Bioconversion of 4-androstene-3,17-dione to androst-1,4-diene-3,17-dione by recombinant Bacillus subtilis expressing ksdd gene encoding 3-ketosteroid-Δ1-dehydrogenase from Mycobacterium neoaurum JC-12

The enzyme 3-ketosteroid-Δ1-dehydrogenase (KSDD), involved in steroid metabolism, catalyzes the transformation of 4-androstene-3,17-dione (AD) to androst-1,4-diene-3,17-dione (ADD) specifically. Its coding gene was obtained from Mycobacterium neoaurum JC-12 and expressed on the plasmid pMA5 in Bacillus subtilis 168. The successfully expressed KSDD was analyzed by native-PAGE. The activities of the recombinant enzyme in B. subtilis were 1.75 U/mg, which was about 5-fold that of the wild type in M. neoaurum. When using the whole-cells as catalysts, the products were analyzed by tin-layer chromatography and high-performance liquid chromatography. The recombinant B. subtilis catalyzed the biotransformation of AD to ADD in a percent conversion of 65.7% and showed about 18 folds higher than M. neoaurum JC-12. The time required for transformation of AD to ADD was about 10 h by the recombinant B. subtilis, much shorter than that of the wild-type strain and other reported strains. Thus, the efficiency of ADD production could be improved immensely. For industrial applications, the recombinant B. subtilis containing KSDD provides a new pathway of producing steroid medicines.

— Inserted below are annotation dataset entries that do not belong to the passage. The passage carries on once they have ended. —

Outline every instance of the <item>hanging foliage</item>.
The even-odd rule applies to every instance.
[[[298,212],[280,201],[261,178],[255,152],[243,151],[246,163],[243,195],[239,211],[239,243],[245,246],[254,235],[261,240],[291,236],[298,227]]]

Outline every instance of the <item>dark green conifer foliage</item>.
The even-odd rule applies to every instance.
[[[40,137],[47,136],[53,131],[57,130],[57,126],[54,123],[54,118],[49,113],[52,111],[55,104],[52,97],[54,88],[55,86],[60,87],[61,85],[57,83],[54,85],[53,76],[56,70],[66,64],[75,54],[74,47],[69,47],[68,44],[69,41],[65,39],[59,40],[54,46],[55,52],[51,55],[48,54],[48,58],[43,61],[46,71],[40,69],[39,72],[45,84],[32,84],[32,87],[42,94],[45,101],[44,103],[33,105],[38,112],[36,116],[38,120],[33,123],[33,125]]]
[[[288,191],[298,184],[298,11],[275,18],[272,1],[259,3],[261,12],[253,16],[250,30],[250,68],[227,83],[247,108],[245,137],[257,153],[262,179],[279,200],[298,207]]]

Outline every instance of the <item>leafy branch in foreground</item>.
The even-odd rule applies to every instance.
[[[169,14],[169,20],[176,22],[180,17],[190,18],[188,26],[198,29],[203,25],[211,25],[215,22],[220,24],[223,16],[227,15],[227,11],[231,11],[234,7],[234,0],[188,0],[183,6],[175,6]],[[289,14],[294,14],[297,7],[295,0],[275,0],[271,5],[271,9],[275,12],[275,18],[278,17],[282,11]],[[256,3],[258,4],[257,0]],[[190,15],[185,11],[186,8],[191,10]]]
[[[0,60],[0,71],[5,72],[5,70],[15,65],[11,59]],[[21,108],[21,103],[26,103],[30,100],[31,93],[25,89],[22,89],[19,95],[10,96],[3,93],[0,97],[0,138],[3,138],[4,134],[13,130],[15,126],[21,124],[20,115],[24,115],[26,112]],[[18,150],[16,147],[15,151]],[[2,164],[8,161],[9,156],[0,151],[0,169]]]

► The gene ksdd from Mycobacterium neoaurum JC-12 was successfully expressed in Bacillus subtilis 168. ► The enzyme activities in recombinant were about 1.75 ± 0.09 U/mg, about 5 folds higher than that of M. neoaurum JC-12. ► The recombinant can catalyze AD to ADD by the whole-cell transformation. ► The maximum transformation rate of AD reached 65.7% in 10 h by the recombinant while 25% in 132 h by M. neoaurum JC-12.